Learning on Persistence Diagrams as Radon Measures
This work provides a theoretical framework for applying persistence diagrams in machine learning, but it appears incremental as it builds on existing concepts of Radon measures and optimal transport.
The paper tackles the problem of approximating continuous functions on the space of Radon measures derived from persistence diagrams for use in supervised learning tasks, showing that such functions can be approximated arbitrarily well using polynomial combinations of template-based features.

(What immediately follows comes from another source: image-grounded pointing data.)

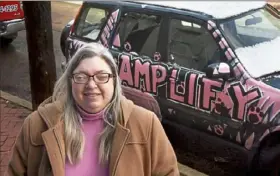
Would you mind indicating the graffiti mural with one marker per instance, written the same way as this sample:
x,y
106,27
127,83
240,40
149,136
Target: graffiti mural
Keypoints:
x,y
250,102
234,100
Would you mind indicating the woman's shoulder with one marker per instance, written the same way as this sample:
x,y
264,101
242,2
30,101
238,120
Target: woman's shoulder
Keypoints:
x,y
141,123
40,121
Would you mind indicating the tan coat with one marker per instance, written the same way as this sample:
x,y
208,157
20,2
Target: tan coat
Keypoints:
x,y
140,147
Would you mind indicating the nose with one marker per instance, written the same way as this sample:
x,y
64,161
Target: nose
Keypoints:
x,y
91,83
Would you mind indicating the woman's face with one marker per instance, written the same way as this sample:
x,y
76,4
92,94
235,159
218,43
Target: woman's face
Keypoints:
x,y
92,96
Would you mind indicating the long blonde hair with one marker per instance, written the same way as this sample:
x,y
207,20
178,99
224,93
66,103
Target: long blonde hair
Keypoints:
x,y
74,137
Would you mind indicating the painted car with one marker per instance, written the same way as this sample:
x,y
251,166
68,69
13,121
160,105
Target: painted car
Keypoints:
x,y
11,21
215,73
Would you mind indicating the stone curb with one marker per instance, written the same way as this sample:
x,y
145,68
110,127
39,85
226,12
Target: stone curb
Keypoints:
x,y
184,170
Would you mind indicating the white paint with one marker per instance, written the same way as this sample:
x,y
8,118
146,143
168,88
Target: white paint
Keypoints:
x,y
262,58
218,9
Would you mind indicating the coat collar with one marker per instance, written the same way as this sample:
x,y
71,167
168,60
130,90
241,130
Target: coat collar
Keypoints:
x,y
53,138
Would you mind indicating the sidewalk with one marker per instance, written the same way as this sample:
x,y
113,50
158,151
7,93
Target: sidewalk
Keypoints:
x,y
12,117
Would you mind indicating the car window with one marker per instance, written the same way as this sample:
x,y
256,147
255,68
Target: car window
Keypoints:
x,y
137,33
191,45
91,22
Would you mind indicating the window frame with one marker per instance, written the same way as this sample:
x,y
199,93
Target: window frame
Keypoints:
x,y
127,9
105,7
189,19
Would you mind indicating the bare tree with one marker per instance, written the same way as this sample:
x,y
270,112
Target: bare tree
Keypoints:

Persistence diagrams are common descriptors of the topological structure of data appearing in various classification and regression tasks. They can be generalized to Radon measures supported on the birth-death plane and endowed with an optimal transport distance. Examples of such measures are expectations of probability distributions on the space of persistence diagrams. In this paper, we develop methods for approximating continuous functions on the space of Radon measures supported on the birth-death plane, as well as their utilization in supervised learning tasks. Indeed, we show that any continuous function defined on a compact subset of the space of such measures (e.g., a classifier or regressor) can be approximated arbitrarily well by polynomial combinations of features computed using a continuous compactly supported function on the birth-death plane (a template). We provide insights into the structure of relatively compact subsets of the space of Radon measures, and test our approximation methodology on various data sets and supervised learning tasks.